On Gravity and the Regular Orbit of Comets

Tracker CoverA small group of guys and I have been reading Gary Paulsen’s book, Tracker, together.

Together? Well, maybe sometimes. Some of these particular boys orbit through group work like celestial objects through a solar system. Their hearts and attention appear to be tethered to some complex system of invisible forces beyond my ken. Now here, now somewhere else, the gravitational pull that orders their lives does not often include talk about ideas with others.

From experience, I know they don’t do well when I arrive with a specific skill for them to learn or practice; they tend to tune me (and other kids) out, wandering off in their thoughts, perhaps dutifully doing the task I’ve assigned, but sometimes not. Dutiful or not, under those circumstance the “learning” does not appear to go very deep inside.

I chose Tracker because I knew the boys might groove on the topic. Most of them are hunters and have been going hunting with families for several years. Also, they hadn’t been exposed to Gary Paulsen’s work and I hoped to connect them to the deep themes that Paulsen explores through his books.

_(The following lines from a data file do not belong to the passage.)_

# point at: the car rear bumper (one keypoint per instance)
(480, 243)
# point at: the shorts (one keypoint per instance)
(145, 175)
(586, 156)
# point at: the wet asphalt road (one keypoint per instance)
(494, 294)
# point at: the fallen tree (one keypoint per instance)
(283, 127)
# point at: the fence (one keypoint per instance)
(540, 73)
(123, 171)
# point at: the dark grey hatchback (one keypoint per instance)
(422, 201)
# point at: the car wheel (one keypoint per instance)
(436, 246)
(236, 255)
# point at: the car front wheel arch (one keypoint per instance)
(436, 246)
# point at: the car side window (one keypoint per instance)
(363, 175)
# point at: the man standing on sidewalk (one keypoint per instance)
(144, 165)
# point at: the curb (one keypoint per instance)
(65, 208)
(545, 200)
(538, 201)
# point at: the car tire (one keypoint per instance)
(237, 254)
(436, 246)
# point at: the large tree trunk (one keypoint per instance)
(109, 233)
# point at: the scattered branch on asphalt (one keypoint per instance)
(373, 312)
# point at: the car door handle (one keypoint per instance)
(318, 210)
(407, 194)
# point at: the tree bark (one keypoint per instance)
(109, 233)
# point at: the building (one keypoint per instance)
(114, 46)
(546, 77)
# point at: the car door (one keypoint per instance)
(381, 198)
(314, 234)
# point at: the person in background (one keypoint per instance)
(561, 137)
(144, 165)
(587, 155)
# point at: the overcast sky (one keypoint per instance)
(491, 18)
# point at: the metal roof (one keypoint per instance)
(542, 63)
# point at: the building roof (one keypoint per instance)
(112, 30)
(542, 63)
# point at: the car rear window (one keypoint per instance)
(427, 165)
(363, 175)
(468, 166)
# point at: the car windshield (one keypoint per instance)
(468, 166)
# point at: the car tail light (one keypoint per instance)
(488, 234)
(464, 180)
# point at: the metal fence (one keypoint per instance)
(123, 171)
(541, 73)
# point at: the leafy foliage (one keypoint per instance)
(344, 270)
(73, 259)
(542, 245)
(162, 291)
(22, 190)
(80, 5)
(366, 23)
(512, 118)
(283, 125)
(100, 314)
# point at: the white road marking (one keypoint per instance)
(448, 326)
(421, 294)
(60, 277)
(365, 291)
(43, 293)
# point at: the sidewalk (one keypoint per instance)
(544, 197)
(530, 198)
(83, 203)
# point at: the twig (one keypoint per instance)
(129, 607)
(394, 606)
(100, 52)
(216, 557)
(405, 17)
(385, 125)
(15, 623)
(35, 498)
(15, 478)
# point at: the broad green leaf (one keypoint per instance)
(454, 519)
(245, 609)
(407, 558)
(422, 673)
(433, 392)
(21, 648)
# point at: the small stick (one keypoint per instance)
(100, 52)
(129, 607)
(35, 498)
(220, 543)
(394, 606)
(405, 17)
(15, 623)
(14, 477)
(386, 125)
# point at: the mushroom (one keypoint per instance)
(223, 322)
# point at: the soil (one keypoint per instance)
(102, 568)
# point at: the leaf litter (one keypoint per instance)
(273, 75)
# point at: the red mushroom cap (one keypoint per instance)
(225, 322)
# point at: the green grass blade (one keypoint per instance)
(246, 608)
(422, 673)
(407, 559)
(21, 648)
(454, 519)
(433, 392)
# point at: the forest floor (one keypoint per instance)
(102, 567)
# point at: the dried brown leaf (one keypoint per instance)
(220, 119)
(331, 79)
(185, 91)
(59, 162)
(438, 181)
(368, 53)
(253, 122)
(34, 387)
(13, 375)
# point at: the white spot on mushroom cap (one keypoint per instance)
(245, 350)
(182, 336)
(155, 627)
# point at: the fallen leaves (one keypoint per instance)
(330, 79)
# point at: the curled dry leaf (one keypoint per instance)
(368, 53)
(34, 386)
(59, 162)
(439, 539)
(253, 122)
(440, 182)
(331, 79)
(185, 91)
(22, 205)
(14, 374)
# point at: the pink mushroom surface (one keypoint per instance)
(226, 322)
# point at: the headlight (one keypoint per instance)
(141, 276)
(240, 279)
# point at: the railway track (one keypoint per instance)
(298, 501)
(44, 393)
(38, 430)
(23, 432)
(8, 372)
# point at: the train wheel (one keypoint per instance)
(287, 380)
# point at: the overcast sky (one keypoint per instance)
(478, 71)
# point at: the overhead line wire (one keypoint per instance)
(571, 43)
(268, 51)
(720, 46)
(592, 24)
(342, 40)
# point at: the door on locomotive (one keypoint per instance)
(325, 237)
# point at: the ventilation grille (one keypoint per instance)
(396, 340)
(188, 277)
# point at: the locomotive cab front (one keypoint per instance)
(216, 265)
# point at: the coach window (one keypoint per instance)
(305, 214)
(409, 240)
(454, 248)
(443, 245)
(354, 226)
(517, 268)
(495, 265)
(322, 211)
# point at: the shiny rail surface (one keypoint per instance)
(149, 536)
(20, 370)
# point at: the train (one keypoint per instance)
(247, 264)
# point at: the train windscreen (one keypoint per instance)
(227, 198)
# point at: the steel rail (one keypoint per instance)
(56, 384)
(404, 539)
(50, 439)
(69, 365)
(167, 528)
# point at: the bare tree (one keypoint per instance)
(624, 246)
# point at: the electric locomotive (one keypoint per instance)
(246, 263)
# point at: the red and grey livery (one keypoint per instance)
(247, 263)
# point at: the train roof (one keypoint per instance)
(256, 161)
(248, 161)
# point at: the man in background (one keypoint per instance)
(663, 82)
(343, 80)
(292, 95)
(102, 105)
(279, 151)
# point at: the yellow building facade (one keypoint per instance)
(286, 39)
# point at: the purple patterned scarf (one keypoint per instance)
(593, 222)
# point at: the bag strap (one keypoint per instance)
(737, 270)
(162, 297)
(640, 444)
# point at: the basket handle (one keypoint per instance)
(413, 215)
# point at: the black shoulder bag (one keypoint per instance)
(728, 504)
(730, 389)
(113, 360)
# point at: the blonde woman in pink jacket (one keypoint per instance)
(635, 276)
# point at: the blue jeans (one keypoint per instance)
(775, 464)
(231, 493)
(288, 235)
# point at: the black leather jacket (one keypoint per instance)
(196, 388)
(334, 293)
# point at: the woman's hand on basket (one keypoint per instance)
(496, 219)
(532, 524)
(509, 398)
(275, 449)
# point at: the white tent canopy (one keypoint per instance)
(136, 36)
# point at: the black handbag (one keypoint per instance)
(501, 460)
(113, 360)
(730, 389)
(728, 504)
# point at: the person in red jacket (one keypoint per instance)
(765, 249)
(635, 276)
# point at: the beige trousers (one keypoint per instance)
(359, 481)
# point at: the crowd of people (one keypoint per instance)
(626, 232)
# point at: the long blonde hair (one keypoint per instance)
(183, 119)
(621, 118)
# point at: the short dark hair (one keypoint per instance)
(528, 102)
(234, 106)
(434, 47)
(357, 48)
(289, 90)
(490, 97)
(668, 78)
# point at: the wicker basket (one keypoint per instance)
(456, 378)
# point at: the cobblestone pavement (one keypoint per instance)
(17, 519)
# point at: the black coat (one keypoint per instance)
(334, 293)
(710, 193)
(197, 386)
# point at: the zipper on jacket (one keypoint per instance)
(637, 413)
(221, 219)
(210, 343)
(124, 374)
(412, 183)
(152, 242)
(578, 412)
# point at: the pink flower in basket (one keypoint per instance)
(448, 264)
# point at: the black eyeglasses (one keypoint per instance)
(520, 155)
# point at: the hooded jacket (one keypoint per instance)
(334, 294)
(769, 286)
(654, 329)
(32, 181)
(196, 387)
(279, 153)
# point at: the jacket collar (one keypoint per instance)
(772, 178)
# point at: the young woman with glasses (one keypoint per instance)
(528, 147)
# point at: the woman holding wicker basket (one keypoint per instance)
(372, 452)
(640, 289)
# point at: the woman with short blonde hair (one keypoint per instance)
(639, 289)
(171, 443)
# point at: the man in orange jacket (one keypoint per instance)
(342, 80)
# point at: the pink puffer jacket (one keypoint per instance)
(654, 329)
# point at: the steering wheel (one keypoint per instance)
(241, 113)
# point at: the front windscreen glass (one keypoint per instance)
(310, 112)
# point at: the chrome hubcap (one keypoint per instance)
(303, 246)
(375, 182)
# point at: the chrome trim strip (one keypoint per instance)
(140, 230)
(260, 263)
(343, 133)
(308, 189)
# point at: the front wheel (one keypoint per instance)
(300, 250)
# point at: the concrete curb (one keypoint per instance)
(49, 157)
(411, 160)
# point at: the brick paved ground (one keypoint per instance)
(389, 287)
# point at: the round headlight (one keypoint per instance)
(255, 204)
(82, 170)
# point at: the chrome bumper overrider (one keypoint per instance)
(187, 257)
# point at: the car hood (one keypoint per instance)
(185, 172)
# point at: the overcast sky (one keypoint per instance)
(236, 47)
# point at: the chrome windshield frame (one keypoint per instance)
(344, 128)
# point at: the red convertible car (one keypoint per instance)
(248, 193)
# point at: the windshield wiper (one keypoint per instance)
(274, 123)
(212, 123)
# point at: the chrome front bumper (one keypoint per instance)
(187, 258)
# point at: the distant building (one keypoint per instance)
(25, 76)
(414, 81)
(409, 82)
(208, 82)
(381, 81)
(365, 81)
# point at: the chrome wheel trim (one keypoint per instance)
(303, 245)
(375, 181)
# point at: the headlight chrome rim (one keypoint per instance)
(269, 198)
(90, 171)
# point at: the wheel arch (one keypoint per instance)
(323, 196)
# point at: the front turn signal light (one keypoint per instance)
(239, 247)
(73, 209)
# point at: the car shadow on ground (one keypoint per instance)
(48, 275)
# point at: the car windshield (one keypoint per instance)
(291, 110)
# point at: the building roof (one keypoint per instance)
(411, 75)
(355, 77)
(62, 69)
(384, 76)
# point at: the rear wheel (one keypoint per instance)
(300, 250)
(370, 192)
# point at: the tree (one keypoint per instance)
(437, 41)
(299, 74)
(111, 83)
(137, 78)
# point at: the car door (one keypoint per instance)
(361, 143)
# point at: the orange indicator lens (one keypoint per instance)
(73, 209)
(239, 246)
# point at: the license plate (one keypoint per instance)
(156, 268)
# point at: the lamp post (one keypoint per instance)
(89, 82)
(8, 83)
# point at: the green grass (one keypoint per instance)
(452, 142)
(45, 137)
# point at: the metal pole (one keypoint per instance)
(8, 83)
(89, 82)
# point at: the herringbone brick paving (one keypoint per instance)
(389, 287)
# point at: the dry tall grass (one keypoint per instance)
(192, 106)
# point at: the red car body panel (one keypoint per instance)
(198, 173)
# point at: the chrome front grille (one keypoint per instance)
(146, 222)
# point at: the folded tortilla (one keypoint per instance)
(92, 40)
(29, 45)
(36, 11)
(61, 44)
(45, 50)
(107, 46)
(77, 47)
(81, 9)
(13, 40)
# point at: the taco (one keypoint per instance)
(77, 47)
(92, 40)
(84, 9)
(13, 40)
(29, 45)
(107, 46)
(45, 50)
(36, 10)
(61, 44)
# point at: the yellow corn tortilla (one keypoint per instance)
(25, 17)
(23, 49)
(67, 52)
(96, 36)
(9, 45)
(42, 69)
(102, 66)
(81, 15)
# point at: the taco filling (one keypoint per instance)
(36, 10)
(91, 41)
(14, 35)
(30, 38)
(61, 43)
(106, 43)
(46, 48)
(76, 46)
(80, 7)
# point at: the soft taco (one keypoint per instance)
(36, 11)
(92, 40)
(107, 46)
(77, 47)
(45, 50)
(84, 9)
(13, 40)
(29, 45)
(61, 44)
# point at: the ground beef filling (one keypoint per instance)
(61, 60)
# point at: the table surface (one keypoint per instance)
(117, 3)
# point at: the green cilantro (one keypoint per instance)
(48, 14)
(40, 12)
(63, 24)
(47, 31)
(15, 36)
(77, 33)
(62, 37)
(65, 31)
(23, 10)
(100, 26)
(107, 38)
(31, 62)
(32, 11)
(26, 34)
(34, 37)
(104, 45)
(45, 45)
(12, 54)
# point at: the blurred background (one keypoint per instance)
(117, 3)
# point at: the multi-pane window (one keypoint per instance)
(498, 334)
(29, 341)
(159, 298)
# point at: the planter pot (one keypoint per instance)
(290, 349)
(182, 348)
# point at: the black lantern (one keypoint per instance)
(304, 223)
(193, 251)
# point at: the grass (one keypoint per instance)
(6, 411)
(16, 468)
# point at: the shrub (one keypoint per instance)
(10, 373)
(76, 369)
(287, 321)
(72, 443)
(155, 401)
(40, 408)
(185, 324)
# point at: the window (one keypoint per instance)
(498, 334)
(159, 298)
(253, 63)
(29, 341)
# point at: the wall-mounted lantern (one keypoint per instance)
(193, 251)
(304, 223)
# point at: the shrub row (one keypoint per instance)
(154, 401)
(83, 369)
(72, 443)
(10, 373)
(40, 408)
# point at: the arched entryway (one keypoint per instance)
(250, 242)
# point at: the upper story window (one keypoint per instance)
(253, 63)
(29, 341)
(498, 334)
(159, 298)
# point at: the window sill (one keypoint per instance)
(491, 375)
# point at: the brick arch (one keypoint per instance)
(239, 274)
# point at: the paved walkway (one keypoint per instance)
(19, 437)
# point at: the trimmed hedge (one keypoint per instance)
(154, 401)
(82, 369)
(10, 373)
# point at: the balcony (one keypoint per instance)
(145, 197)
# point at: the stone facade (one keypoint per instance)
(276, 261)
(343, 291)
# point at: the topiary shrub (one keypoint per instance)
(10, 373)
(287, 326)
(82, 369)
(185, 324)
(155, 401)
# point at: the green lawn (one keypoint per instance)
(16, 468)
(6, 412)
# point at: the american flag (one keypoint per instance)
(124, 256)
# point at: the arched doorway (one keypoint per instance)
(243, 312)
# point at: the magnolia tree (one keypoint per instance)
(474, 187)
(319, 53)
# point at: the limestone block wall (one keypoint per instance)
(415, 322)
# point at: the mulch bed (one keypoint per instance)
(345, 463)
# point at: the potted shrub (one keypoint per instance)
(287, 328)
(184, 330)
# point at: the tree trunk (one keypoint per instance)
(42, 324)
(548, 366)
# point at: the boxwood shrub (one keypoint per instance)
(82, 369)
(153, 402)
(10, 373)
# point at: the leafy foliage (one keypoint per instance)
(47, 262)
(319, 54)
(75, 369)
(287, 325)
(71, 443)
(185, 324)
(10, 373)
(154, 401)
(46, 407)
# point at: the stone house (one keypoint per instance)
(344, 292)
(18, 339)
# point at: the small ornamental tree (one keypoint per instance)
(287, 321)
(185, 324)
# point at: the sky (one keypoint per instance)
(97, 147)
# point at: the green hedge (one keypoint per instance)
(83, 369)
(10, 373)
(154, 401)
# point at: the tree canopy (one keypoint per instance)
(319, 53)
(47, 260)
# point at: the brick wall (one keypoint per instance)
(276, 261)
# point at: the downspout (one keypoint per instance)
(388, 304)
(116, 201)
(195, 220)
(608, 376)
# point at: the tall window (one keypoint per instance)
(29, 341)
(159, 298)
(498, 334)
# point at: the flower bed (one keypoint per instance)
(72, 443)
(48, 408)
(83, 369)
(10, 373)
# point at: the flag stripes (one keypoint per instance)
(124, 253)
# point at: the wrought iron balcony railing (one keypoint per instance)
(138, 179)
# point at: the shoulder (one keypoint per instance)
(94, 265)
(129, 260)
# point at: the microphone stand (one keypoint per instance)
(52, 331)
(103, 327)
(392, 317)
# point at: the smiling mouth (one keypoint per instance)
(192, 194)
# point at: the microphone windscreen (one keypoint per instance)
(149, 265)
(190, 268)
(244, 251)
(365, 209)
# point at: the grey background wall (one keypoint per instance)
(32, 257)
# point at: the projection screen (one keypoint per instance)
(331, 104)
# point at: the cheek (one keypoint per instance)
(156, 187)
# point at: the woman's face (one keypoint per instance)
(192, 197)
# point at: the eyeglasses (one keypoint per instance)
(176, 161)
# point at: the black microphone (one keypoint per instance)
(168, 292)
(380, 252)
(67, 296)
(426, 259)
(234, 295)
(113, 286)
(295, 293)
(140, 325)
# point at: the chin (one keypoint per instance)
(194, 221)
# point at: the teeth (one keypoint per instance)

I kept my main goals simple: Like the skimmer construction project we are completing in science class, I planned to give the boys some good materials to use and a problem to solve. Translated into “reading class”, that meant they’d need a good book, and I would ask them to think BIG about what Gary Paulsen might be trying to tell them through the book. In other words, we’d explore not just WHAT the book means, but WHY the book exists? Why the heck did Paulsen write this book anyway? What might he have wanted us to think or feel when we read it? I asked them to mark places that “seemed important” and we would talk about those together.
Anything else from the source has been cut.